LOCK & KEY VOL II is the second presentation of five composers drawing from the well of inspiration – in highly heterogeneous ways and from a plethora of sources, yet all united by a common theme: the profound depths of the human experience. The pieces all revel exuberantly: in the natural beauty of Iceland, the nostalgia evoked by a distantly familiar melody, the random augury of a deck of tarot cards, late 19th Century anthems adapted for woodwind quintet, or the kinetic energy of musical gestures. Confidently asserting that all facets and walks of life can be a source of music if you listen closely enough, LOCK & KEY VOL II includes brand-new chamber works by Carol Barnett based on the tunes of Shaker hymns.
Today, Carol is our featured artist in “The Inside Story,” a blog series exploring the inner workings and personalities of our composers and performers. Read on to discover her most unusual concert tour…
Who was your first favorite artist(s) growing up?
My first favorite artist was Van Cliburn. He had just wowed the classical world by winning the Tchaikovsky Piano Competition. We bought the LP and listened to it hundreds of times.
When did you realize that you wanted to be an artist?
Thanks to the fact that my father was a piano teacher with a home studio, I always knew I wanted to be some sort of musician. I gradually focused primarily on composition, although I have always practiced piano and played flute and piccolo in community orchestras and the pit orchestra of a local theater until a few years ago.
What was your most unusual performance, or the most embarrassing thing that happened to you during a performance?
The most unusual set of performances I’ve been involved in were a set of concerts by the University of Minnesota Concert Band Ensemble when we toured the Soviet Union for seven weeks in the spring of 1969.

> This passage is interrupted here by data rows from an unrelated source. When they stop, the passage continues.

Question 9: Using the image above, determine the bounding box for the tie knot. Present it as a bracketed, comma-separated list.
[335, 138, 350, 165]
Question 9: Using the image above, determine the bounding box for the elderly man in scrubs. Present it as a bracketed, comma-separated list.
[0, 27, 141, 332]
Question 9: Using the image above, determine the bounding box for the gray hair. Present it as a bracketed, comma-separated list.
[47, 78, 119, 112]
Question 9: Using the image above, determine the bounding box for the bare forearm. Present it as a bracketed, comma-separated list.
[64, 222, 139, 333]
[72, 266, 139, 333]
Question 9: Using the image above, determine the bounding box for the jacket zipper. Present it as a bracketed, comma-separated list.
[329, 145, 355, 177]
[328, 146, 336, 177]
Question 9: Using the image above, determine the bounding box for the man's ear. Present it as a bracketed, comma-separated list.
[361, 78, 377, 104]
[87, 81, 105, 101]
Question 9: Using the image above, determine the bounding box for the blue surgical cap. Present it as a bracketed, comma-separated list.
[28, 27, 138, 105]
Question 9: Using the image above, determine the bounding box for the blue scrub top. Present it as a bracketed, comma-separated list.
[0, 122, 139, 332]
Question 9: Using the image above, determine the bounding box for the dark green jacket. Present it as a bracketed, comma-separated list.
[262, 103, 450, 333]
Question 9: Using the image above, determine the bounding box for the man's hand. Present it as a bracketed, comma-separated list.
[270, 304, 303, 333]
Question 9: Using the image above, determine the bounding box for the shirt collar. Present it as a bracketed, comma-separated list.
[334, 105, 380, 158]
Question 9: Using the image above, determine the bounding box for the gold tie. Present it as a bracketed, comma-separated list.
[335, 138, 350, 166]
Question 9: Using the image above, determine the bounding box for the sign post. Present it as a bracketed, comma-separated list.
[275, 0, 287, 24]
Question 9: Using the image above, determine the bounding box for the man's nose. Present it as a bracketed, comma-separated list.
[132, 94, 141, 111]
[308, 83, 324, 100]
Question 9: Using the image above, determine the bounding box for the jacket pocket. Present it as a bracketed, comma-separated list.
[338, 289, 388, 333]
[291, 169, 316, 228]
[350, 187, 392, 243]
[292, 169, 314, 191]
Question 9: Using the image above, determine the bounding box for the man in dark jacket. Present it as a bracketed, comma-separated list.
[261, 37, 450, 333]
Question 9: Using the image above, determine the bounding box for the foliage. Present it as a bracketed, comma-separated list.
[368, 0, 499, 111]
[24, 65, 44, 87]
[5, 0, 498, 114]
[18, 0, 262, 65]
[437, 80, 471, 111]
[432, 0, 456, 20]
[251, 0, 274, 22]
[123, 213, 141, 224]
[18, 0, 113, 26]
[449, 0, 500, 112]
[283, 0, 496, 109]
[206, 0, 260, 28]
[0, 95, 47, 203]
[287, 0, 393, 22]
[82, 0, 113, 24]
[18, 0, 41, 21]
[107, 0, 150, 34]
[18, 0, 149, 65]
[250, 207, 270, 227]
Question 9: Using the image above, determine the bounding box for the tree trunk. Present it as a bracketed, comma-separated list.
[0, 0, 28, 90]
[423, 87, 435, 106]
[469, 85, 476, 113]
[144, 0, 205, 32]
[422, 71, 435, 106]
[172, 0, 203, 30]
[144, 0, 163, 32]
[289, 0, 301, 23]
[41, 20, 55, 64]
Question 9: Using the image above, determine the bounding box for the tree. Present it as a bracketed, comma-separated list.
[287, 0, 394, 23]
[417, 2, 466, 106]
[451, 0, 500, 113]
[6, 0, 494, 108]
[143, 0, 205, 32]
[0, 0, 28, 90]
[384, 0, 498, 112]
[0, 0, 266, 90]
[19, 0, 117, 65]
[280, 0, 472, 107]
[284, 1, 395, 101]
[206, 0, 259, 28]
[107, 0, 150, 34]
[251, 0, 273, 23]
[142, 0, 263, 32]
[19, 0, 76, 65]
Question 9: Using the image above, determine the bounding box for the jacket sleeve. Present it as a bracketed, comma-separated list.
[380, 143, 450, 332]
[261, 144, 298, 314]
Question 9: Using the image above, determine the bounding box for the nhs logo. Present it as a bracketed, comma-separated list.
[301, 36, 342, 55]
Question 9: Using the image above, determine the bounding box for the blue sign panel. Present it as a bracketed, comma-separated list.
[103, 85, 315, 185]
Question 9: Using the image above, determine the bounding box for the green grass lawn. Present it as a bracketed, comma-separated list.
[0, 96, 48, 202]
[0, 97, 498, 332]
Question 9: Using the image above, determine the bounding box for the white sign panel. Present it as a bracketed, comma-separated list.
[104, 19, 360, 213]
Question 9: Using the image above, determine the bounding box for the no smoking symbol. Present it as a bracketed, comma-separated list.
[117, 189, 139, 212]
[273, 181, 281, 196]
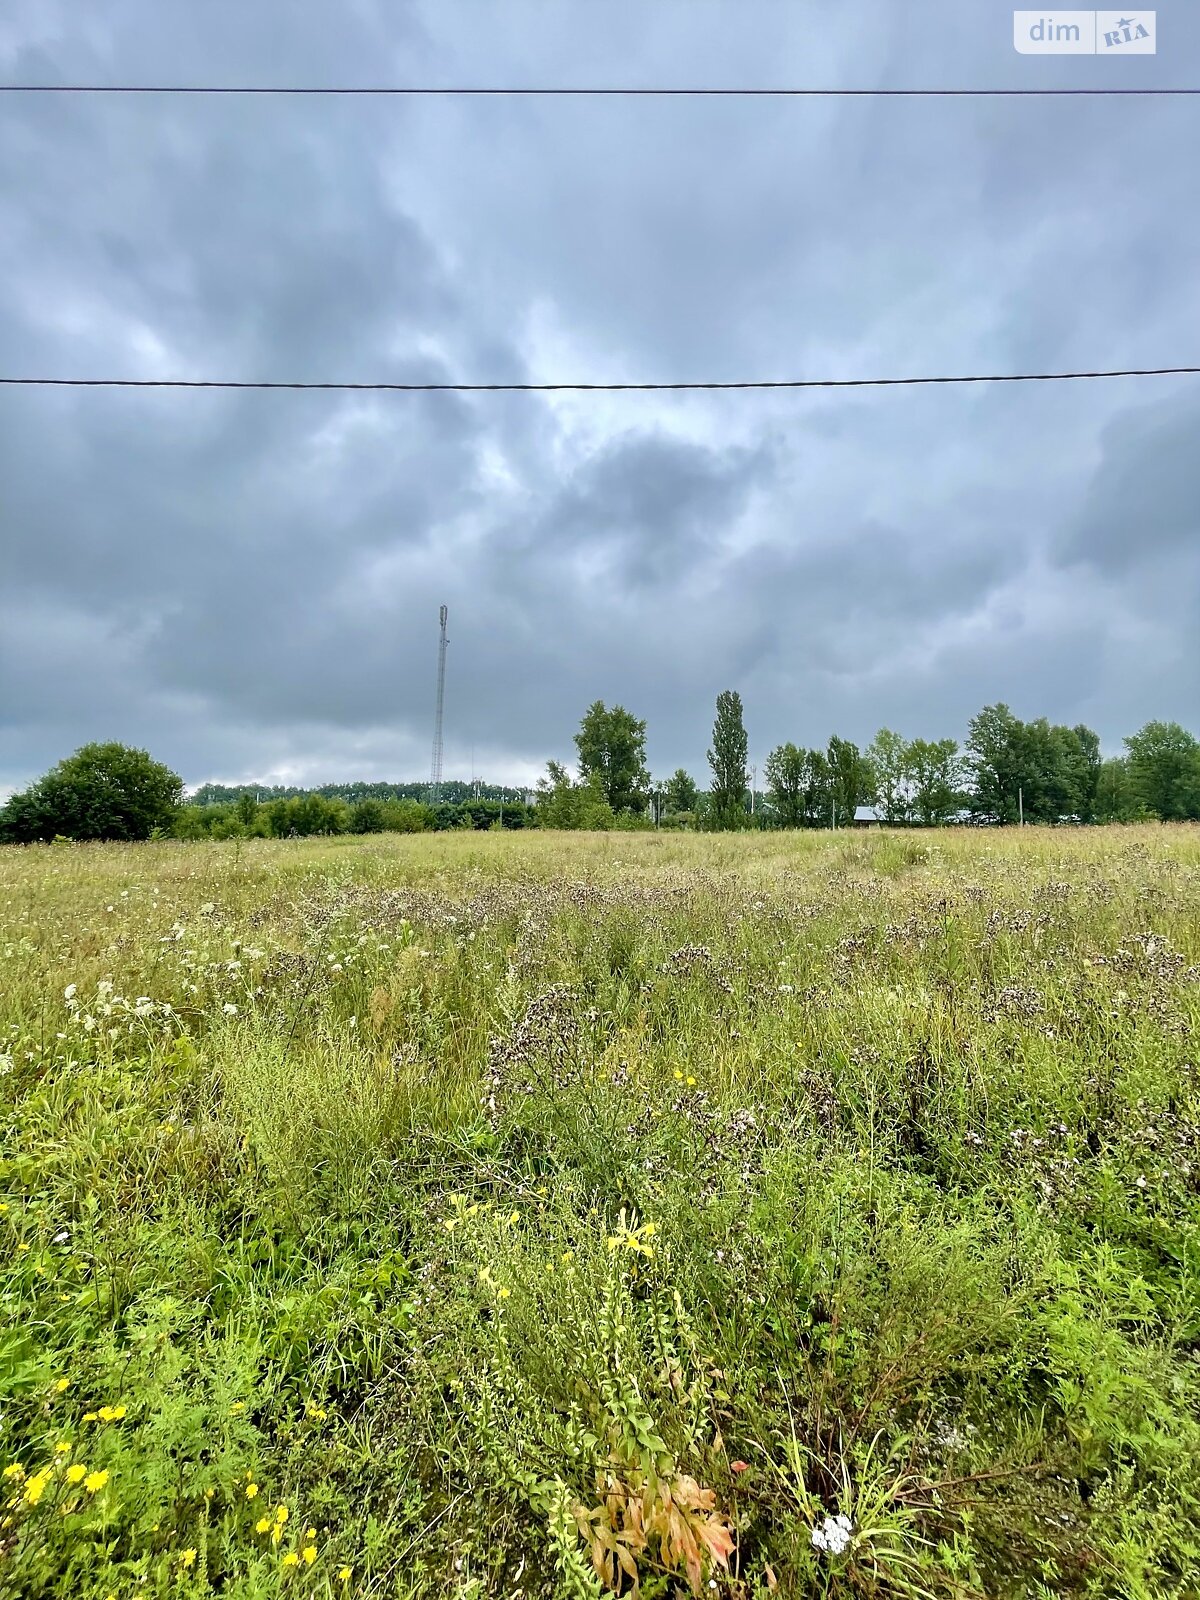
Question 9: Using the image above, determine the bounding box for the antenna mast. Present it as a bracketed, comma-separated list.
[429, 604, 449, 802]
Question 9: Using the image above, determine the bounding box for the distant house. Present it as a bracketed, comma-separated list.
[851, 806, 880, 828]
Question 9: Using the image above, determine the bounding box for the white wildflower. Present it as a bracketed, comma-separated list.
[63, 984, 77, 1001]
[222, 1002, 238, 1016]
[811, 1513, 853, 1556]
[97, 980, 113, 997]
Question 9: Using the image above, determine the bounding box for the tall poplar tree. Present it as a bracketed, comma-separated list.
[707, 691, 748, 830]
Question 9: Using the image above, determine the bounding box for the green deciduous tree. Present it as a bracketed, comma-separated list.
[827, 736, 874, 827]
[966, 705, 1101, 824]
[235, 792, 260, 832]
[764, 743, 806, 828]
[0, 743, 183, 843]
[707, 691, 748, 829]
[800, 749, 832, 828]
[535, 761, 616, 830]
[664, 768, 698, 815]
[1124, 721, 1200, 820]
[966, 704, 1029, 824]
[349, 798, 387, 833]
[868, 729, 910, 824]
[574, 702, 650, 815]
[906, 738, 962, 826]
[1069, 724, 1103, 824]
[1095, 757, 1138, 822]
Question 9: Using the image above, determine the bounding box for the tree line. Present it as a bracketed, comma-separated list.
[189, 779, 529, 807]
[1, 703, 1198, 844]
[539, 696, 1200, 830]
[175, 792, 536, 841]
[0, 746, 537, 844]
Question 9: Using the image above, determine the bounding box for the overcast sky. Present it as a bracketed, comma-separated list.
[2, 1, 1198, 793]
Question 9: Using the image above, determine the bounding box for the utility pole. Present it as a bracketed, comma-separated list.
[750, 763, 757, 818]
[429, 605, 448, 804]
[1018, 786, 1024, 828]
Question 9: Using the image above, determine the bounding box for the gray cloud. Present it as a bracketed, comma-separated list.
[3, 0, 1200, 792]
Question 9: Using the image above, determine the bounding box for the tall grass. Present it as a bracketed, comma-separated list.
[2, 826, 1199, 1597]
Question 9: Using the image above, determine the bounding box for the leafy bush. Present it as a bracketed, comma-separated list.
[0, 743, 183, 843]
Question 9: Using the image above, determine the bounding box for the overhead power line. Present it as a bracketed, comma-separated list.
[0, 367, 1197, 394]
[2, 84, 1199, 98]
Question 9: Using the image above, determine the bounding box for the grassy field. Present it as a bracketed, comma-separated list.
[3, 827, 1200, 1600]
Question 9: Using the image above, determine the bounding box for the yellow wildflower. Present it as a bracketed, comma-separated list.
[97, 1405, 126, 1422]
[302, 1545, 317, 1565]
[83, 1412, 98, 1423]
[686, 1075, 697, 1086]
[507, 1209, 520, 1225]
[2, 1465, 25, 1481]
[66, 1464, 87, 1484]
[25, 1470, 52, 1505]
[54, 1442, 71, 1455]
[256, 1516, 272, 1534]
[275, 1504, 289, 1523]
[673, 1070, 684, 1081]
[281, 1552, 299, 1567]
[245, 1482, 259, 1499]
[560, 1250, 574, 1264]
[179, 1549, 197, 1569]
[229, 1402, 246, 1415]
[54, 1378, 70, 1393]
[84, 1470, 109, 1493]
[339, 1569, 353, 1584]
[496, 1285, 511, 1299]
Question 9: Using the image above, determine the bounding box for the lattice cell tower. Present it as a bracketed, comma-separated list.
[429, 605, 449, 802]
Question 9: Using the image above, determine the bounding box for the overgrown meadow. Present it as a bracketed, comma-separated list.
[3, 827, 1200, 1599]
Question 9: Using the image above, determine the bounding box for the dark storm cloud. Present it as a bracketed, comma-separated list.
[1061, 389, 1200, 572]
[3, 0, 1200, 792]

What is your guilty pleasure?
Guilty pleasure: reading a whole book of light fiction in one sitting.
If you could spend creative time anywhere in the world, where would it be and why?
I like the actual writing of music here at home, with my familiar piano and reference materials, but I would love to be able to travel to the actual locations connected with the subjects/texts of my writing projects.
If you could instantly have expertise performing one instrument, what instrument would that be?
I would love to be really proficient on the doumbek.
What does this piece mean to you personally, and is there a specific feeling that you would like communicated to listeners?
The performance by Janáček Philharmonic Ostrava woodwind quintet of the slow movement of my Shaker Suite: Canterbury was especially lovely. In this work I wanted to communicate the joy of playing accessible music as part of a small ensemble. I am delighted to be included on this album – it will help me get the word out to more woodwind players about my quintet.